Hacker Targets Default Aarogya Application, Government Junks Claim

NEW DELHI: The ethical hacker tweeted on Tuesday that the privacy of 90 million Indians was at stake as there is a security flaw in India's contact tracking app, Aarogya Setu. However, a senior government official dismissed their claims. There is no security breach either. It is not a problem, ”he said.

Alderson had posted from his identifier @ fs0c131 and around 8.40 p.m., “Hello @SetuAarogya, a security issue has been found in your application. The privacy of 90 million Indians is at stake. Can you contact me in private? About 50 minutes later, he tweeted again: “@ India nCERT and @NICMeity contacted me. The problem has been revealed to them.

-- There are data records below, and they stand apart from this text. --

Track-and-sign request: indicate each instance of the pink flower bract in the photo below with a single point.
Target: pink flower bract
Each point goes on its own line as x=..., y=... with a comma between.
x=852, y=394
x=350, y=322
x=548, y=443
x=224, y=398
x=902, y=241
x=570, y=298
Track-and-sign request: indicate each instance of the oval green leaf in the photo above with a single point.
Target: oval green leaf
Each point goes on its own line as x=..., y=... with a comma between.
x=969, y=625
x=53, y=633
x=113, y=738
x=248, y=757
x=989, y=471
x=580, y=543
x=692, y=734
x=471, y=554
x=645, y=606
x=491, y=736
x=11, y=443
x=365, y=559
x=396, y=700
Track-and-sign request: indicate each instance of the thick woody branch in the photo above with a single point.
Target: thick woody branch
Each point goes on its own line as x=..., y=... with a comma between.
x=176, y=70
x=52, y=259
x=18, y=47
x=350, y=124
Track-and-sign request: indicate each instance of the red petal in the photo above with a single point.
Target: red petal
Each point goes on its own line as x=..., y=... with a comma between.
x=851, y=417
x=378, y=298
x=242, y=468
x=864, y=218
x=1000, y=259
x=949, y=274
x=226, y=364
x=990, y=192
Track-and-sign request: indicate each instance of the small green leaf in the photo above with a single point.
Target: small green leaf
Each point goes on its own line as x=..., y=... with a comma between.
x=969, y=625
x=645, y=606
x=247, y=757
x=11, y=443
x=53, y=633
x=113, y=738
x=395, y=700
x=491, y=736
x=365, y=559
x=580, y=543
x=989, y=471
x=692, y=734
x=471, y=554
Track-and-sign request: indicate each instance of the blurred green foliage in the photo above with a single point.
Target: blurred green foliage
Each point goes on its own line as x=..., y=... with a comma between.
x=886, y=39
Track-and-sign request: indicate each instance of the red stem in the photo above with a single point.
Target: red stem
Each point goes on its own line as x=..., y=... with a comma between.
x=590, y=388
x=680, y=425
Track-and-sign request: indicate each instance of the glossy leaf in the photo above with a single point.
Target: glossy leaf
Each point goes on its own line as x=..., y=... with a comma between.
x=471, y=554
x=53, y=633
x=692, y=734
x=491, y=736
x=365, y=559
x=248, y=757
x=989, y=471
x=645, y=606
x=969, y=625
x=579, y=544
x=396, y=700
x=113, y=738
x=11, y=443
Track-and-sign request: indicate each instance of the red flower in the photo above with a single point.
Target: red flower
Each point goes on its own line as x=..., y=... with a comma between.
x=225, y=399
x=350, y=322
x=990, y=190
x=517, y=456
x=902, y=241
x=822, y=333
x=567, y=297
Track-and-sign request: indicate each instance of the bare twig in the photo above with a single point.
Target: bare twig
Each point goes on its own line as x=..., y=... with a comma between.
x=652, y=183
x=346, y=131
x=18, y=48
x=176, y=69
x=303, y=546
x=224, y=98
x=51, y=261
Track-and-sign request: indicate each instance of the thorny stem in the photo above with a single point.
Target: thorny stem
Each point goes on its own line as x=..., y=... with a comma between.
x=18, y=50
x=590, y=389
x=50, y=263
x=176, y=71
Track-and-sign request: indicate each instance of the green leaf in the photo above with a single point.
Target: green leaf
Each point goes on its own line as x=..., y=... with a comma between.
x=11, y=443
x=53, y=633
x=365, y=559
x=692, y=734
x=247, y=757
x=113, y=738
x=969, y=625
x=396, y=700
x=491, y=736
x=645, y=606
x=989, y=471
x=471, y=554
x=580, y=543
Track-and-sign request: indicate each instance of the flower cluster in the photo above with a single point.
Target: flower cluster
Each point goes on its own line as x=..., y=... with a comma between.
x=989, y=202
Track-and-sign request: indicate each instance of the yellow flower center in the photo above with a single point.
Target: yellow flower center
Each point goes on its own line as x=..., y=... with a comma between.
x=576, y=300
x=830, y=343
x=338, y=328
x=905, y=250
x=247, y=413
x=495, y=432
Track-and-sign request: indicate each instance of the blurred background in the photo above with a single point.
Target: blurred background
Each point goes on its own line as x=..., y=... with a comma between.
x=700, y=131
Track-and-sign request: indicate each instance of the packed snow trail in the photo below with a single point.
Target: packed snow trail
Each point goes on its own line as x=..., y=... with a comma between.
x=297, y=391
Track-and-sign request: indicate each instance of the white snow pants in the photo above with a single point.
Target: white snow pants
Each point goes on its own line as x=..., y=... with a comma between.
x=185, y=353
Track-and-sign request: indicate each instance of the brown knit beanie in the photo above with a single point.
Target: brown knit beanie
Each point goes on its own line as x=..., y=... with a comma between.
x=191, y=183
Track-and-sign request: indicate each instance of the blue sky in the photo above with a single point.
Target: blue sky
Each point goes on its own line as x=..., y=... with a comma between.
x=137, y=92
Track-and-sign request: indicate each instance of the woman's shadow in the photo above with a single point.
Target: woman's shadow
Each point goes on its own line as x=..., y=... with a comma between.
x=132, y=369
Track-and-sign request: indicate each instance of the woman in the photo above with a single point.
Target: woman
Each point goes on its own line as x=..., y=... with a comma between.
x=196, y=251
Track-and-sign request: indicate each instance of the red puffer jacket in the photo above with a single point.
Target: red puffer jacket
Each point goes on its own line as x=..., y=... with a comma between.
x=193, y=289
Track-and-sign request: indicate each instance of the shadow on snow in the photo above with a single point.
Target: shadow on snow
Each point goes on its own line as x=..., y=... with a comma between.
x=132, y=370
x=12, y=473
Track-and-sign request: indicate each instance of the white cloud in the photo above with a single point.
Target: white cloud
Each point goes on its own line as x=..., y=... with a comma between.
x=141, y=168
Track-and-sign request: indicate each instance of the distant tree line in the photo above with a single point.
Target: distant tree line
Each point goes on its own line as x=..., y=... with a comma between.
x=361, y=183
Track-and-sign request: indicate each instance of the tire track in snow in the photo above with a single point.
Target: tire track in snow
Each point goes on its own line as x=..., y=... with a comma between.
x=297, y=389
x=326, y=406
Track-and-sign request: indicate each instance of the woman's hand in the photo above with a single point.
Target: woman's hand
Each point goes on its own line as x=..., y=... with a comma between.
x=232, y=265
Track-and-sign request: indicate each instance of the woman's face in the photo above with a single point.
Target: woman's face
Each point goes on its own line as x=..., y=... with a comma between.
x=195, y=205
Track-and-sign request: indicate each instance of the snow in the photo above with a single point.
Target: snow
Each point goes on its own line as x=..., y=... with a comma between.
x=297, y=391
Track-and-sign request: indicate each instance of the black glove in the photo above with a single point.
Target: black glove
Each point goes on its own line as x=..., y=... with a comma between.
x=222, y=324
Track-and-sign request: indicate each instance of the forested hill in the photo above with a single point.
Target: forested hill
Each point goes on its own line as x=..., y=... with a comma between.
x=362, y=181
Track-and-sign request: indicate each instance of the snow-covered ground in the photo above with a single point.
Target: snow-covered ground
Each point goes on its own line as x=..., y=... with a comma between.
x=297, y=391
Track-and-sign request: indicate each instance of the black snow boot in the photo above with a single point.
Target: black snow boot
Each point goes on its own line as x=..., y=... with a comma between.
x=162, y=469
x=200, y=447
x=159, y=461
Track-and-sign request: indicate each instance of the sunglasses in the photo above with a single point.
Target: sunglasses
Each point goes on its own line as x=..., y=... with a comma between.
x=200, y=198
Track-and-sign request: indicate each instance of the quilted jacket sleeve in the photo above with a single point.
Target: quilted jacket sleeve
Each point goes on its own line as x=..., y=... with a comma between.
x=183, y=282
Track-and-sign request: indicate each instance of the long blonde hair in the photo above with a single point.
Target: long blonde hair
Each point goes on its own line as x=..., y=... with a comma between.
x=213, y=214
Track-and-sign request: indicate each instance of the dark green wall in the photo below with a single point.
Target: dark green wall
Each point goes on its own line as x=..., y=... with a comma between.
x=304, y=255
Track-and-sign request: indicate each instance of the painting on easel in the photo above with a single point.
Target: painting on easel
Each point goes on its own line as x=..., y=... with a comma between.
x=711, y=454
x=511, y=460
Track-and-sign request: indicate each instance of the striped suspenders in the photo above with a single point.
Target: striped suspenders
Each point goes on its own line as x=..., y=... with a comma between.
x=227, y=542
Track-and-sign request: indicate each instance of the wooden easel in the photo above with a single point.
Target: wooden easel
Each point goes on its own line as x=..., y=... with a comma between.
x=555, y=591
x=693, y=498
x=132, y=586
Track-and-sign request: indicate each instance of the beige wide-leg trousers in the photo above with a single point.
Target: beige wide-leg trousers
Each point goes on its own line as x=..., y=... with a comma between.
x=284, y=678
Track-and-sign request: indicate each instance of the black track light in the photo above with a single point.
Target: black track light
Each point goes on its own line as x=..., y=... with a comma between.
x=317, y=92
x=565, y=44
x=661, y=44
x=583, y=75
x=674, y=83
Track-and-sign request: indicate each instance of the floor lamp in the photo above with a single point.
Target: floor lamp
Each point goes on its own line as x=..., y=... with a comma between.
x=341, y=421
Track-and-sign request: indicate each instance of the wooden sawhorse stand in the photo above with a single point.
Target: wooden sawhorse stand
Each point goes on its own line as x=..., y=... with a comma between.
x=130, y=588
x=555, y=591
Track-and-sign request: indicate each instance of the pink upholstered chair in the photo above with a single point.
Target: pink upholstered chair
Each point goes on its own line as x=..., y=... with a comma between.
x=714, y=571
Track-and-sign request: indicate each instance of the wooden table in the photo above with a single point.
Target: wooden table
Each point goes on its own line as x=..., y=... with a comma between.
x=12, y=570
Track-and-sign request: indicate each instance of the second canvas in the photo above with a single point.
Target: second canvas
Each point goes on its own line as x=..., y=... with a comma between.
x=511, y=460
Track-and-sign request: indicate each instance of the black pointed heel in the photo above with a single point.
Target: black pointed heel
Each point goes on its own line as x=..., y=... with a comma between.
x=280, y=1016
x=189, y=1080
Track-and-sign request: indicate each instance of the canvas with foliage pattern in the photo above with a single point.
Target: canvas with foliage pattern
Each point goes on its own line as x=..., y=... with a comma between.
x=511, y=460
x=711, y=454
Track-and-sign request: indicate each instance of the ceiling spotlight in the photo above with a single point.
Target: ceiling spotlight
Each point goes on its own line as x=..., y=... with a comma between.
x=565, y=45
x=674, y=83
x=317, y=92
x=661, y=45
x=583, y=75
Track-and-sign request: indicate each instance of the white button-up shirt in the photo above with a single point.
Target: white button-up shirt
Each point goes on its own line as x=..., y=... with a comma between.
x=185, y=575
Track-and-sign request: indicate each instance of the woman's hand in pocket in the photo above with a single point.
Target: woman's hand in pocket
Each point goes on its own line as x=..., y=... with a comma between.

Alderson had finished his first tweet saying: PD: @Rahul Gandhi was right. He was referring to the Congressional leader's post on May 2 where he described Aarogya Setu as a sophisticated surveillance system, outsourced to a private operator. His allegations had been countered by at least two union ministers: and Prakash Javadekar .

Reacting to Alderson, another senior official said, “The app is not a surveillance tool. Rather, it is a tool that can save lives. You are fighting a relentless virus. So don't be confused or distracted.

We trust that there is no security breach. The application has been subjected to the strictest security controls. We are always looking for suggestions to further strengthen it. Our team handles several of those suggestions every day. There are regular controls, added the official. said.

He also said the product team will soon post a tweet to make it clear that there is no data breach or security breach in the app.

Alderson had leaked thousands of Aadhaar details online in March 2018 to draw attention to its security flaws to officials. He had tagged the official ID of the, providing details of the gaps in the database.